Der 4 km lange Canal Grande schlängelt sich mitten durch Venedig. Mit unseren Tagestickets kann man mit dem offiziellen Wassertaxi von Station zu Station fahren.
Die weltbekannte Rialto Brücke. Früher mal die einzige Verbindung über den Canal Grande.
Nur gesungen hat er nicht:-) Kitschig schön, aber eine Gondel fahrt sollte man nicht versäumen.
Die Seufzerbrücke. Und nicht Säuferbrücke wie man ab und an hört! :-) Hier drüber kamen die Verbrecher vom Gericht (links) ins Gefängnis ( rechts) und konnten noch ein letztes mal einen tiefen Seufzer ausstoßen, wenn sie zum letzten Mal einen Blick auf Venedig erhaschen konnten.
Fazit zu Venedig:

Es war genau der richtige Zeitpunkt Venedig zu besuchen und man hatte den Eindruck man ist herzlich willkommen in der schweren Zeit. Die Tagestouristen der Kreuzfahrtschiffe, Flug.- und Bustouristen fehlen komplett. Eine Stadt die normalerweise vom Overtourism geplagt ist. Sie ist eigentlich ein großes Freilichtmuseum und hat mit einem natürlichen, städtischen Lebensraum nichts mehr gemein. Die letzten „echten Einheimischen“, kämpfen verzweifelt dafür den Strom der Touristen einzudämmen. Es gibt kaum noch eine natürliche Infrastruktur ( Schulen, Supermärkte etc.) die einen natürlichen Lebensraum bieten. Alles und Jedes ist für uns Touristen ausgelegt. Es macht nachdenklich und ich frage mich was und wie der richtige Weg sein kann, aus diesem zweischneidigen Schwert zu entfliehen. Denn ohne Touristen geht es auch nicht. Auf der Seite venedig-reiseinfo.de habe ich viele wertvolle Informationen gefunden. Um die vielen Kulturhighlights zu besichtigen, benötigt man natürlich mehr wie einen Tag. Interessierte sollten sicherlich mehrere Tage einplanen.

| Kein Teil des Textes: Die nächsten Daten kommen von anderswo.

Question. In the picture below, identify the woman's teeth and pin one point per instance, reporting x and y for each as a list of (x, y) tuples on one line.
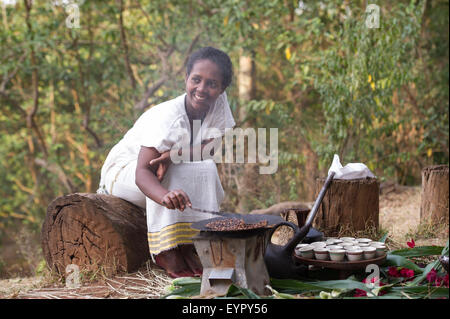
[(200, 97)]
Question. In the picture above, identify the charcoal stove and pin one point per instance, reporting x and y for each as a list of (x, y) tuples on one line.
[(234, 257)]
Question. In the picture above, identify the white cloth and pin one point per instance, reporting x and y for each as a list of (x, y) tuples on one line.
[(349, 171), (158, 127)]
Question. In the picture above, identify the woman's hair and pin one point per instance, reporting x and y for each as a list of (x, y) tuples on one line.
[(214, 55)]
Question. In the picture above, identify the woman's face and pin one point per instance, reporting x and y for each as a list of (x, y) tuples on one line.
[(203, 86)]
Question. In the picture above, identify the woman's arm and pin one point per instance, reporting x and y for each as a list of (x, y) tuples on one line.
[(149, 184), (163, 161)]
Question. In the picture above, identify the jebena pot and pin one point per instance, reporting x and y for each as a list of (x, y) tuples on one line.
[(321, 253)]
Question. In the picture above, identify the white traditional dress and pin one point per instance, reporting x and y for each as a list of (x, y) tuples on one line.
[(160, 127)]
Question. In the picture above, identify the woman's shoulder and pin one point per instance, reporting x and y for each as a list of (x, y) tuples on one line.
[(166, 112)]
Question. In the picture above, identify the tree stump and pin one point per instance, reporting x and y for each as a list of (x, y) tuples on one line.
[(434, 206), (94, 232), (350, 205)]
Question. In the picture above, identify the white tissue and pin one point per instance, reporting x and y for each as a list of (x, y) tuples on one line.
[(349, 171)]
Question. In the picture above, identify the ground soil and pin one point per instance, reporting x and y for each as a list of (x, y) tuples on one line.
[(399, 215)]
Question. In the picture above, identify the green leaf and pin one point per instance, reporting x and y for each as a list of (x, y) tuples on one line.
[(384, 237), (185, 291), (248, 293), (311, 286), (418, 251), (400, 261)]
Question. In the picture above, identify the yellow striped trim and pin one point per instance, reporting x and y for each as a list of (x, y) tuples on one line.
[(170, 237), (167, 237)]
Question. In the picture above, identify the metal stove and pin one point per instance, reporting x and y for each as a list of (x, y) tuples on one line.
[(233, 258)]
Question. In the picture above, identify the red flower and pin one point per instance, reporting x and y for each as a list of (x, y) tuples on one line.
[(407, 273), (360, 293), (431, 276), (393, 272)]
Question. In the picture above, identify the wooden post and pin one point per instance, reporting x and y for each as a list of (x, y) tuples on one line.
[(351, 205), (94, 232), (434, 206)]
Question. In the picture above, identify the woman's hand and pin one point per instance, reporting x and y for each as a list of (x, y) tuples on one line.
[(162, 163), (176, 199)]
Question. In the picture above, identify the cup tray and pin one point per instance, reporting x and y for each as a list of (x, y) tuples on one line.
[(342, 264)]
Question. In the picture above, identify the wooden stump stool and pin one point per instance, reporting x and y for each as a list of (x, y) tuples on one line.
[(94, 231), (348, 204), (434, 206)]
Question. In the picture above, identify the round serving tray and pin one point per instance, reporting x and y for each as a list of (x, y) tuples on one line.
[(342, 265)]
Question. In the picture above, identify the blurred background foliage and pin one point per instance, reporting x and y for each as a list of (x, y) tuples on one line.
[(314, 70)]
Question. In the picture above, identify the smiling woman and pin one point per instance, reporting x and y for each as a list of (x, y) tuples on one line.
[(139, 167)]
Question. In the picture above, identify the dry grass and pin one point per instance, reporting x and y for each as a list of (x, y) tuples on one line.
[(399, 216), (149, 282)]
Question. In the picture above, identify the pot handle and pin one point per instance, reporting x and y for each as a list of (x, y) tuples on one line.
[(285, 223)]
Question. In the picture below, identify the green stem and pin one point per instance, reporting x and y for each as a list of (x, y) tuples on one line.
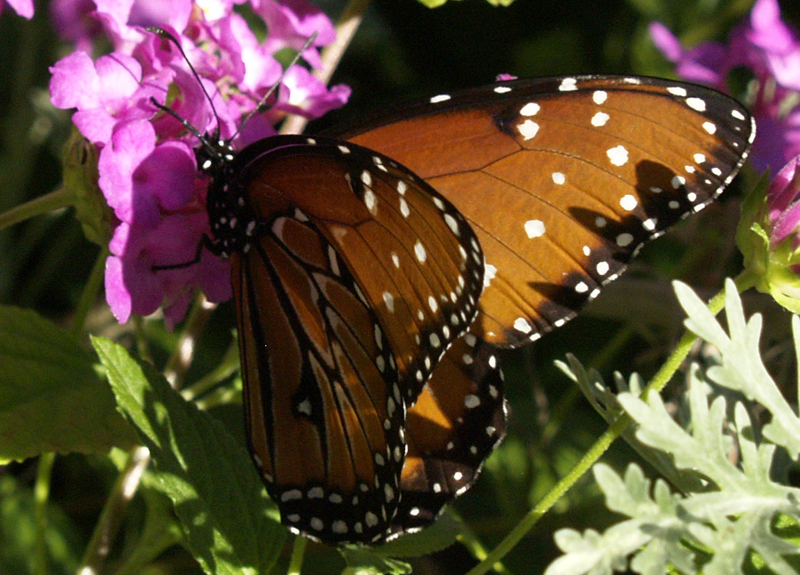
[(298, 552), (591, 457), (58, 199), (41, 498), (89, 295), (114, 511), (184, 353)]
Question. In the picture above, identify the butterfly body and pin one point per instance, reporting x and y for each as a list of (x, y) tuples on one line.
[(370, 271)]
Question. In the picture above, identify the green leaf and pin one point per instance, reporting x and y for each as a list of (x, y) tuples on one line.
[(438, 536), (51, 399), (363, 561), (214, 487), (17, 533)]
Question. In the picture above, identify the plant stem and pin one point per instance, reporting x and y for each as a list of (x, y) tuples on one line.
[(58, 199), (298, 552), (41, 498), (114, 511)]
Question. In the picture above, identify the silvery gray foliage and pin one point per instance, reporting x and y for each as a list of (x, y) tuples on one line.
[(735, 513)]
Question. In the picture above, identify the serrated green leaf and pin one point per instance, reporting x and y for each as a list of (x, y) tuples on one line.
[(51, 399), (17, 533), (208, 476), (438, 536)]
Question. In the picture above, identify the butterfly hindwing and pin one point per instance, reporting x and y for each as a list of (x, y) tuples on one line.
[(337, 339), (458, 420)]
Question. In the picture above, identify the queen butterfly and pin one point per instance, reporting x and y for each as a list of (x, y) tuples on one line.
[(360, 262)]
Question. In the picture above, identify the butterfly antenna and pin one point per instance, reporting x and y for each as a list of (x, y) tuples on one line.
[(203, 139), (275, 86)]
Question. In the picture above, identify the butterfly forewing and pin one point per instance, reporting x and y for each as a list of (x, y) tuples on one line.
[(563, 179), (346, 295)]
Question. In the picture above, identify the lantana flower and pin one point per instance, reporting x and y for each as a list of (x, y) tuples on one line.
[(769, 236), (22, 7), (770, 49), (148, 173)]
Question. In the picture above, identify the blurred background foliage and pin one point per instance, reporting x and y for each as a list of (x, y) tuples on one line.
[(403, 50)]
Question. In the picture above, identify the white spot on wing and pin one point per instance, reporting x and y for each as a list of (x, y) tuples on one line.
[(600, 119), (568, 85), (419, 251), (528, 129), (534, 228), (618, 155)]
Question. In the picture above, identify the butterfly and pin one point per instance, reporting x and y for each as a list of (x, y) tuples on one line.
[(376, 268)]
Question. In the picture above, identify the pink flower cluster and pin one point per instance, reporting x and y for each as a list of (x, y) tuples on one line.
[(770, 49), (147, 166), (22, 7)]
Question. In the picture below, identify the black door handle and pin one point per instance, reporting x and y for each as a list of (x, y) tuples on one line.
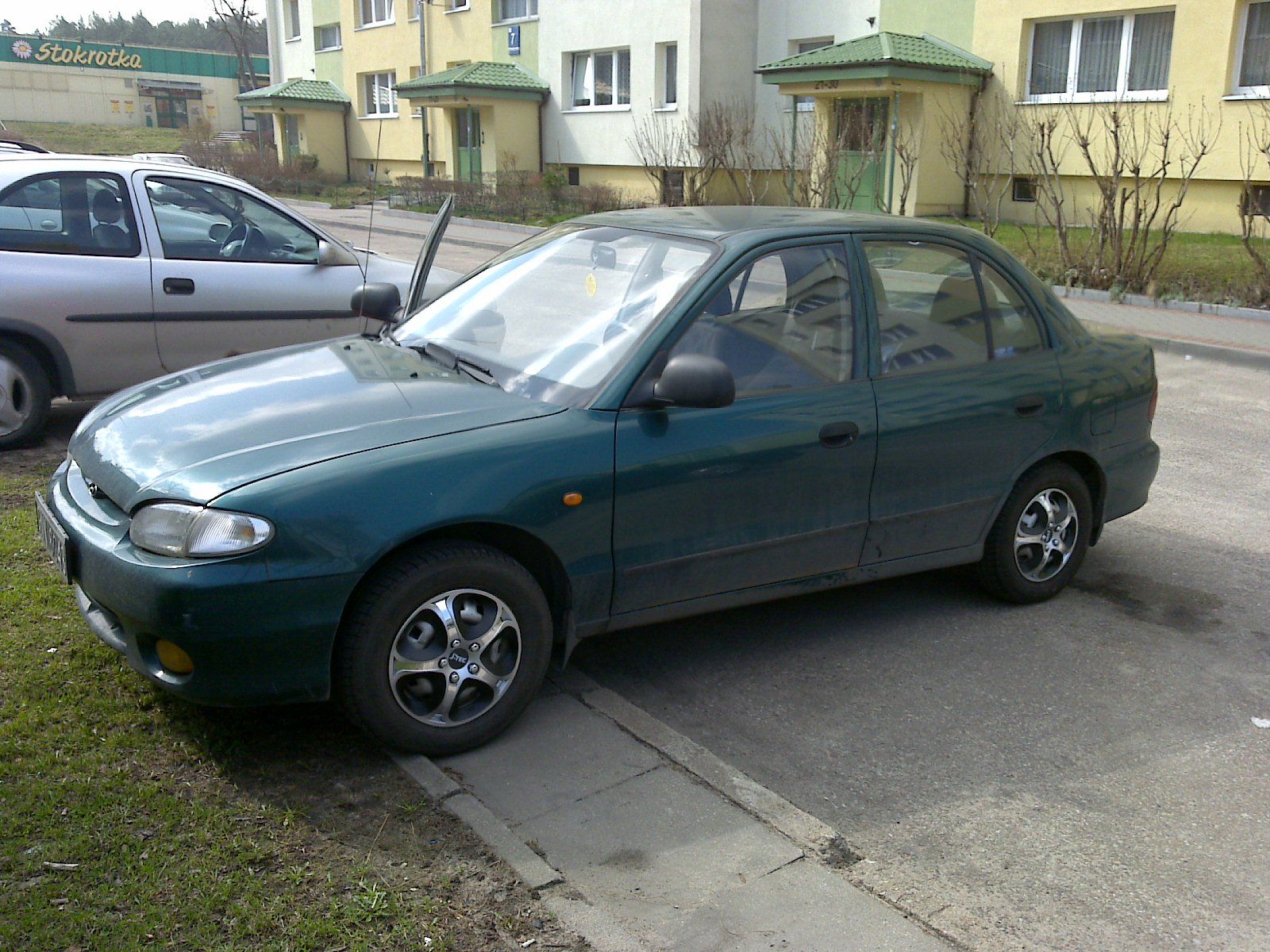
[(1030, 405), (178, 286), (838, 435)]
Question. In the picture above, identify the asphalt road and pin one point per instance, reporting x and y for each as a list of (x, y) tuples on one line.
[(1083, 774)]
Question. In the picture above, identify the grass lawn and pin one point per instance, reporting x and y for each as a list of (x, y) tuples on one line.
[(1198, 267), (98, 140), (135, 820)]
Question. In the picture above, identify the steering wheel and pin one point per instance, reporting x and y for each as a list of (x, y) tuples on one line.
[(244, 240)]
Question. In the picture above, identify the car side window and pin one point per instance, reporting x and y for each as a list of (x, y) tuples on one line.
[(929, 310), (784, 321), (207, 222), (73, 213), (1011, 324)]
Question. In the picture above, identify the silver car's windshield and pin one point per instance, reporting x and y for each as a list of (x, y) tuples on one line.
[(552, 317)]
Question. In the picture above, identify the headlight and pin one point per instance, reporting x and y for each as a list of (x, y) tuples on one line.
[(190, 531)]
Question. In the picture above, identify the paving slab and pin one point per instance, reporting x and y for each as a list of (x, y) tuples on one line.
[(760, 916), (657, 844), (556, 753)]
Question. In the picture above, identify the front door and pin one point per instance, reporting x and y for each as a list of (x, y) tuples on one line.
[(237, 274), (468, 140), (772, 488), (861, 136), (968, 391)]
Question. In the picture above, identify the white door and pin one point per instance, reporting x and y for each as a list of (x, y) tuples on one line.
[(233, 274)]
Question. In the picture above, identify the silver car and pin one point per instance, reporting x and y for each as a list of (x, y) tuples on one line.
[(116, 271)]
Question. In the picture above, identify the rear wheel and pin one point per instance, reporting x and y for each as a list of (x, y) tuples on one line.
[(25, 393), (1041, 537), (444, 649)]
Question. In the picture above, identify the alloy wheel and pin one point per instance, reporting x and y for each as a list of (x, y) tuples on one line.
[(455, 658), (1045, 535)]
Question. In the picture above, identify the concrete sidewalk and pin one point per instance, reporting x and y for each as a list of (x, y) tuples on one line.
[(1244, 340), (648, 842)]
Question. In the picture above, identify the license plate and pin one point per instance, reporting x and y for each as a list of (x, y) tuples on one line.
[(54, 537)]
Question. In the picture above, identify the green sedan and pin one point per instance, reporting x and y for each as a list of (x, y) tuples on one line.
[(629, 418)]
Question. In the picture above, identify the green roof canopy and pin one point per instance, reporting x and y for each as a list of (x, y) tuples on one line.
[(501, 80), (882, 55), (308, 94)]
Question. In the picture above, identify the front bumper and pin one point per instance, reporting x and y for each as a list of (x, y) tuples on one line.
[(252, 639)]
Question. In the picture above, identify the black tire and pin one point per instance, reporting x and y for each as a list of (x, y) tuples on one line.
[(399, 593), (1001, 573), (29, 393)]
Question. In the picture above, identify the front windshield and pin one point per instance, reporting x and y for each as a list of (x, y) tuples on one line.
[(554, 317)]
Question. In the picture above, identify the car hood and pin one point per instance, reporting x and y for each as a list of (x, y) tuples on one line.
[(197, 435)]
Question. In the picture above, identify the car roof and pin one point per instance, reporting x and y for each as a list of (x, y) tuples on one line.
[(723, 222)]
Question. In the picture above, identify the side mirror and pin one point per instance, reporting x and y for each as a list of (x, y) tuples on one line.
[(695, 380), (330, 255), (379, 300)]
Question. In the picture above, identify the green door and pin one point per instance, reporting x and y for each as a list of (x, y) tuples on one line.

Tipp IV: Lago Trasimeno / Castiglione del Lago

Wir wollen weiter querfeldein durch die Toscana an die Westküste Italiens. Erst geht es über langweilige Autobahnkilometer Richtung Süden, bzw. Landesmitte. Hier habe ich einen schönen See mit schöner Altstadt ausgesucht, um von dort ein paar andere Highlights in der Region zu besuchen. Der Campingplatz Listro. (hier die Google Maps Daten). Ich überlege ob ich für den Platz eine Empfehlung aussprechen soll und ich frage mich was mit den tollen Architekten passiert ist, die damals Rom, Florenz oder Venedig gebaut haben? Heute sind sie nicht mal in der Lage ein Klohäuschen zu bauen, bei dem man nicht mit dem Kopf an die Wand stößt, wenn man auf der Schüssel sitzt. Vielleicht war der Turm in Pisa ein erstes Anzeichen :-). Der Empfang an der Rezeption ist auch sehr frostig und die schönen Stellplätze mit Seeblick sind nur den Urlaubern vorbehalten, die längere Zeit bleiben. Obwohl die Plätze frei sind. Der See ist leider gekippt und lädt auf Grund seiner Wasserqualität nicht zum Baden ein. Will man trotzdem ins Wasser muss man erst durch eine Schlickpampe waten. Und somit ist das nächste Problem vorprogrammiert: Insekten ohne Ende. Nach Sonnenuntergang geht es los und wird sehr unangenehm. Selbst bei einem schönen Abendessen in der Altstadt fallen einem die Viecher vom aufgespannten Sonnenschirm ins Essen. Also alles nicht so, wie man es erwartet hat. Aber vielleicht ist es auch jammern auf hohem Niveau. Sollten die Internetbewertungen stimmen, gibt es auch viele zufriedene Urlauber. Von hier sind Ausflüge nach Montepulciano oder San Casciano dei Bagni empfehlenswert.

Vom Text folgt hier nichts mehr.